Спиридонова смастерила белый флаг, прикрутив простыню к жерди.
— Может, сначала повоюем?
— Белый флаг, товарищ сатрап, не только капитуляция, еще и переговоры, — закончив изделие, эсерка велела водителю прочно закрепить древко на корпусе машины. — Согласитесь, ваше войско способно на многое, но не на бой с регулярными частями. Даже мне очевидно, хоть и не военная.
— Корниловцам — тоже. Переговоры хорошо вести, имея за спиной силу, а не эту самодеятельность.
— Давайте соединим блеф с агитацией.
— Как?
— Сначала дайте предупредительный выстрел из пушки. Можно холостой.
— Лучше уже фугасом перед ногами. Чтобы комья земли в воздух поднялись. Люди с фронта хорошо понимают, что за фрукт прилетел.
— Вам виднее. Они, как минимум, остановятся. Потом выезжаю я на броневике и разворачиваю агитацию. Мои способности вы видели.
— Вас могут убить.
— Тогда можете за меня отомстить.
— Еду с вами.
— Какое благородство! Только одно условие, Владимир Павлович, и оно не обсуждается. Я еду на броне, вы — внутри. Не спорьте. Пусть корниловцы видят женщину. Вероятность, что кто-то выстрелит, гораздо меньше.
— Вы слишком рискуете. Я не могу вам этого позволить.
— И помешать не сможете. На самом деле революция требует жертв. Моя жизнь — не самая страшная жертва.
— Почему тогда не посадить на броневик Керенского? Он же, в конце концов, заварил кашу со снятием корпусов с фронта.
— Ну, моего товарища по партии наверняка подымут на штыки. Тем более что он не из тех, кто стремится принести в жертву личную безопасность.

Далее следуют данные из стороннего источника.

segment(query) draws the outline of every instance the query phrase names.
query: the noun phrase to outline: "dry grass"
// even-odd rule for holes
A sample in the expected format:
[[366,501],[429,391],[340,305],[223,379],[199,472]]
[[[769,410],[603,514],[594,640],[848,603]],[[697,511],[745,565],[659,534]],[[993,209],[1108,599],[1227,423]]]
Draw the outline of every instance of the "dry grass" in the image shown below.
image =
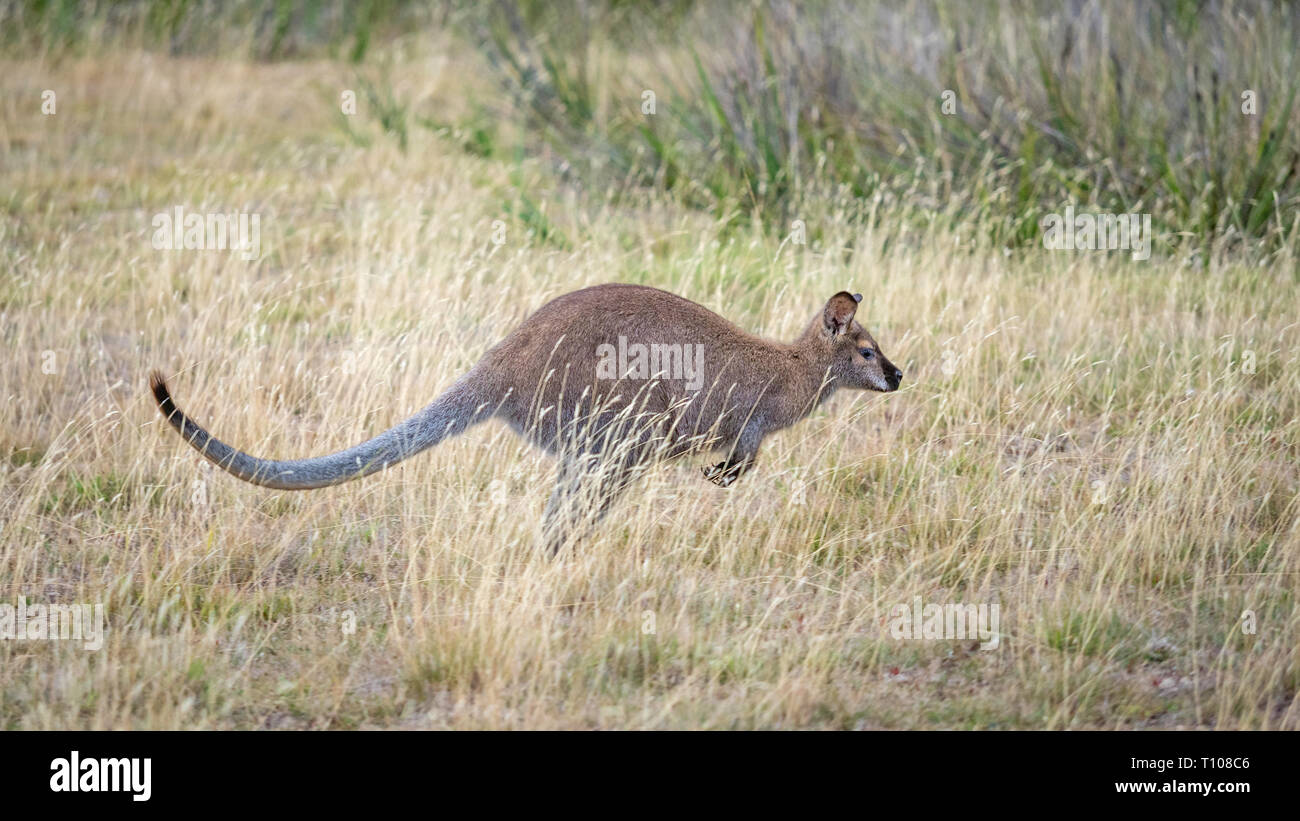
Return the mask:
[[[454,114],[486,90],[445,53],[394,78]],[[0,725],[1300,726],[1294,249],[1004,255],[833,212],[779,248],[426,130],[360,147],[335,64],[0,68],[0,601],[109,624],[98,652],[0,642]],[[264,260],[155,251],[176,205],[259,212]],[[774,338],[862,291],[905,390],[840,395],[731,490],[662,468],[558,560],[552,465],[502,427],[277,494],[209,469],[144,390],[161,366],[222,439],[325,453],[608,281]],[[892,639],[916,595],[997,601],[1001,647]]]

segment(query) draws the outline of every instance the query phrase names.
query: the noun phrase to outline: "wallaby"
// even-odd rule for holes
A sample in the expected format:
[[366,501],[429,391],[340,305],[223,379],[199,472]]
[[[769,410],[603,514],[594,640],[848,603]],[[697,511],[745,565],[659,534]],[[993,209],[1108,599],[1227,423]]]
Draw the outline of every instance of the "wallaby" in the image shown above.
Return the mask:
[[794,342],[768,342],[675,294],[601,284],[556,297],[528,317],[445,394],[404,422],[316,459],[257,459],[220,442],[172,401],[159,372],[159,409],[208,461],[278,490],[369,475],[497,417],[559,457],[543,514],[558,551],[586,516],[603,516],[655,457],[722,451],[705,478],[731,486],[754,466],[768,434],[807,416],[838,387],[896,391],[902,372],[853,317],[841,291]]

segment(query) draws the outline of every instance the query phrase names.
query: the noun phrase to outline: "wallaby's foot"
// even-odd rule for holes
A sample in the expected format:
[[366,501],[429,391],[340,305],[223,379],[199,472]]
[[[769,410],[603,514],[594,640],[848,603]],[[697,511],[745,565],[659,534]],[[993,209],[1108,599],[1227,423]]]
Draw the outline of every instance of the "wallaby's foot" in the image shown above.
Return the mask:
[[701,470],[703,470],[705,478],[718,487],[731,487],[736,477],[740,475],[738,470],[728,469],[727,462],[718,462],[711,468],[701,468]]

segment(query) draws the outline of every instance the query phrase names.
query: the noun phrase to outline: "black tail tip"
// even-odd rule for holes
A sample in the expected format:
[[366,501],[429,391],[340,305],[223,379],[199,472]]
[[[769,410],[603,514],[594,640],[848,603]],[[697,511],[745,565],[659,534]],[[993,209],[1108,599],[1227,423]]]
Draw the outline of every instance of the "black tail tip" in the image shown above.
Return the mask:
[[159,410],[162,412],[162,416],[170,417],[176,405],[172,404],[172,394],[166,390],[166,381],[162,378],[161,370],[150,372],[150,390],[153,391],[153,399],[159,403]]

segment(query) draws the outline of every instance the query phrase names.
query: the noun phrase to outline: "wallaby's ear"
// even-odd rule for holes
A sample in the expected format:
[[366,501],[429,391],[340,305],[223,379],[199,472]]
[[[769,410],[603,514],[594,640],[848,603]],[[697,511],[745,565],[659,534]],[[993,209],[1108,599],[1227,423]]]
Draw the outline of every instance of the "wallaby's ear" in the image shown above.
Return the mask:
[[831,331],[832,336],[838,336],[849,330],[849,325],[853,322],[853,314],[857,313],[858,301],[861,299],[861,294],[840,291],[826,304],[826,310],[822,313],[822,321],[826,322],[826,330]]

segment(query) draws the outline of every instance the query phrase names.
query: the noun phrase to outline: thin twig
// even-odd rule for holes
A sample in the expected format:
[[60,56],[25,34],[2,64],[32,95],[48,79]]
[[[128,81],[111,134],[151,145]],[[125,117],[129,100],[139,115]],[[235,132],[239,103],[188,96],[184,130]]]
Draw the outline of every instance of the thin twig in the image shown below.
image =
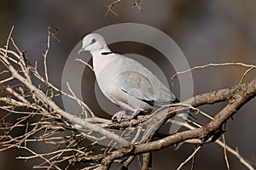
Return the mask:
[[181,169],[188,162],[189,162],[193,157],[198,152],[198,150],[201,148],[201,146],[198,146],[195,151],[184,161],[177,168],[177,170],[179,170]]
[[230,170],[230,167],[228,156],[227,156],[227,148],[226,148],[227,145],[226,145],[226,140],[225,140],[224,133],[222,134],[222,139],[223,139],[223,143],[224,143],[224,151],[225,162],[226,162],[226,165],[227,165],[227,169]]

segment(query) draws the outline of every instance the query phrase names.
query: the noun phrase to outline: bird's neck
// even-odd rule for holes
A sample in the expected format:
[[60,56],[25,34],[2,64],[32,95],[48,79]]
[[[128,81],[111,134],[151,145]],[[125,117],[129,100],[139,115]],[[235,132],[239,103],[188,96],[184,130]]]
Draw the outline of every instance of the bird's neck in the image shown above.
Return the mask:
[[97,49],[97,50],[90,51],[90,53],[91,54],[92,57],[98,57],[102,54],[104,54],[104,53],[107,53],[107,52],[111,52],[111,50],[108,48],[108,46],[104,46],[100,50]]

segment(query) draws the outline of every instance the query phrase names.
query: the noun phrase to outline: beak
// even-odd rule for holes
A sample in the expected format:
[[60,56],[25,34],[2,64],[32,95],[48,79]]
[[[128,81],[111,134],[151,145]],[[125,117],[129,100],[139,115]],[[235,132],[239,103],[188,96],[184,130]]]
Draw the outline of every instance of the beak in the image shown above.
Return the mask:
[[79,54],[80,54],[83,51],[84,51],[84,48],[82,48],[81,49],[79,49]]

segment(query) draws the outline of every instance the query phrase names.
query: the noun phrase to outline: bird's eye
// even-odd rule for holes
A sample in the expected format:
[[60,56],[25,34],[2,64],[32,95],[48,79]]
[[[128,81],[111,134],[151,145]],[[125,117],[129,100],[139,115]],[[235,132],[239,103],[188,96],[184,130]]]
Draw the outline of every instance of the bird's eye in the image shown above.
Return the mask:
[[93,38],[93,39],[90,41],[90,44],[92,44],[92,43],[94,43],[94,42],[96,42],[96,39],[95,39],[95,38]]

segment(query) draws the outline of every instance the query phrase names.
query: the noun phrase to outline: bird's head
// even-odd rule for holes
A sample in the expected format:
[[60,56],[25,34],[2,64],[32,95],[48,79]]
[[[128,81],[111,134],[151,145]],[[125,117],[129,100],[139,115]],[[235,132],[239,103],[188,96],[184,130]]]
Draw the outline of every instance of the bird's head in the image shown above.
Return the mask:
[[83,39],[83,45],[79,51],[79,54],[83,51],[89,51],[90,53],[93,53],[106,47],[107,44],[102,36],[96,33],[88,34]]

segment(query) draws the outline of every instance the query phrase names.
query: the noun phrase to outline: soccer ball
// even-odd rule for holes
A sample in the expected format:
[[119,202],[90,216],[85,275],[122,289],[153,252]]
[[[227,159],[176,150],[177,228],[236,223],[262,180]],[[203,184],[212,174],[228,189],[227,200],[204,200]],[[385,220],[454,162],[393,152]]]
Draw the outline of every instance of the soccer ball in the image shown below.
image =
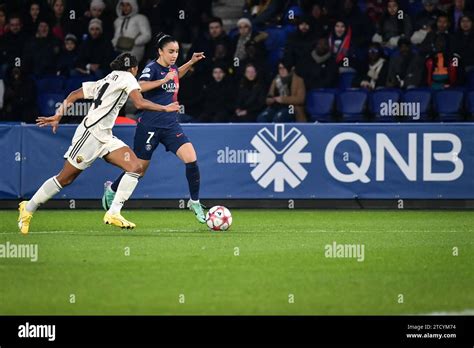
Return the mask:
[[206,223],[213,231],[227,231],[232,225],[232,215],[226,207],[216,205],[207,212]]

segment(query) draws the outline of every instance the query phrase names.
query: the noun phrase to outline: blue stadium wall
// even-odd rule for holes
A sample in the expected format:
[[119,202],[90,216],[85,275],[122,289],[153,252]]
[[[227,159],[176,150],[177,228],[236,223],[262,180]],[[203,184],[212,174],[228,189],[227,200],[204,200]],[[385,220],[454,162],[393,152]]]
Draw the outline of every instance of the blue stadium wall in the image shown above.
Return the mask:
[[[29,198],[63,165],[75,125],[0,125],[0,198]],[[203,199],[474,199],[474,124],[184,125]],[[114,134],[133,143],[134,126]],[[97,199],[120,170],[102,160],[56,199]],[[188,197],[162,146],[134,199]]]

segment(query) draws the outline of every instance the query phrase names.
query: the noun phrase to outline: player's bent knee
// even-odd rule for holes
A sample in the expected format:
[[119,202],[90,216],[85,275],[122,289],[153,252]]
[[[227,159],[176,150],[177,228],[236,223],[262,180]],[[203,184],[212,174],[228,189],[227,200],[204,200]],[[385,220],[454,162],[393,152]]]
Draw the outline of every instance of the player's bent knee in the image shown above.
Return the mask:
[[66,186],[71,185],[74,182],[75,179],[76,179],[75,176],[61,176],[61,175],[58,175],[56,177],[56,180],[58,180],[59,185],[61,185],[62,187],[66,187]]
[[131,162],[125,169],[127,172],[143,176],[143,165],[140,162]]

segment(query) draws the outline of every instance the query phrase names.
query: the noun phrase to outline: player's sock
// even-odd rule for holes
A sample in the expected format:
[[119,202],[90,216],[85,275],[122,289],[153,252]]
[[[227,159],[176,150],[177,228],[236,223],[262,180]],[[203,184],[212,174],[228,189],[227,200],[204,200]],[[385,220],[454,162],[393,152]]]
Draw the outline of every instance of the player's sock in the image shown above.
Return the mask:
[[193,202],[199,202],[199,185],[201,175],[197,161],[186,163],[186,179],[188,179],[189,194]]
[[122,210],[123,204],[127,201],[137,187],[138,178],[140,177],[137,173],[126,172],[123,174],[122,179],[117,187],[117,193],[115,194],[114,201],[110,206],[110,214],[118,214]]
[[61,191],[62,186],[55,176],[49,178],[44,182],[43,185],[36,191],[34,196],[26,204],[26,211],[34,213],[38,207],[50,200],[55,194]]
[[120,184],[120,181],[122,180],[122,177],[125,175],[125,172],[122,172],[122,174],[120,174],[120,176],[115,179],[115,181],[112,183],[112,185],[110,185],[110,188],[112,191],[114,192],[117,192],[118,190],[118,185]]

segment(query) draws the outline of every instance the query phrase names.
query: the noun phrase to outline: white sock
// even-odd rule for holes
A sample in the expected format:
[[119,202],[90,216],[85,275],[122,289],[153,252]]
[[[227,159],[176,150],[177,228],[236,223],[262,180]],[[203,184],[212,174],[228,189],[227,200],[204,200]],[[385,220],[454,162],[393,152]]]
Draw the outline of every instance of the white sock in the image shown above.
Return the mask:
[[133,191],[135,190],[135,187],[137,187],[139,177],[140,175],[136,173],[125,173],[125,175],[120,180],[119,186],[117,187],[117,193],[115,194],[114,200],[110,205],[110,214],[120,213],[123,204],[130,198]]
[[41,204],[49,201],[55,194],[61,191],[61,189],[62,186],[59,184],[55,176],[49,178],[28,201],[26,204],[26,210],[30,213],[34,213]]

Облака пыли, свидетельствующие о приближении людской массы, показались на юге лишь ближе к шести вечера, когда Никольский перебирал в уме неприятные нюансы вероятного ночного боя. Он кинулся к орудию, втолкнул в ствол фугас, потом долго целился, как, наверно, никогда в жизни. Столб земли и камней вздыбился метрах в двухстах от походной колонны.
— Павел! Я оставляю орудие с заряженной шрапнелью. Если не вернусь, а корниловцы начнут наступать, стреляй, не меняя наводки, когда они минуют место разрыва фугаса. Главное, больше никого к орудию не подпускай. Ясно?
Сдав орудие революционному матросу и ощущая спиной заряженный ствол, Никольский гадал, пробьют ли шрапнельные шарики тонкий металл кормы бронемашины, если в анархической голове у морячка замкнется не тот контакт. Спиридоновой — точно конец.
Валькирия расположилась на броне над водителем, держась одной рукой за вертикальную жердину с простыней, второй — за башенный пулемет. Даже на малой скорости машину немилосердно трясло и раскачивало, а эсерка ежеминутно рисковала грохнуться наземь, что наверняка болезненно и перед корниловцами несолидно.
И водитель, и Никольский держали стальные заслонки открытыми. Прятаться за ними стыдно, раз Спиридонова смело разъезжает снаружи.
Колонна начала разворачиваться в шеренги. Хорошо с точки зрения митинга: больше народа услышит. Но отвратительно в боевом плане. Цепи — построение для атаки.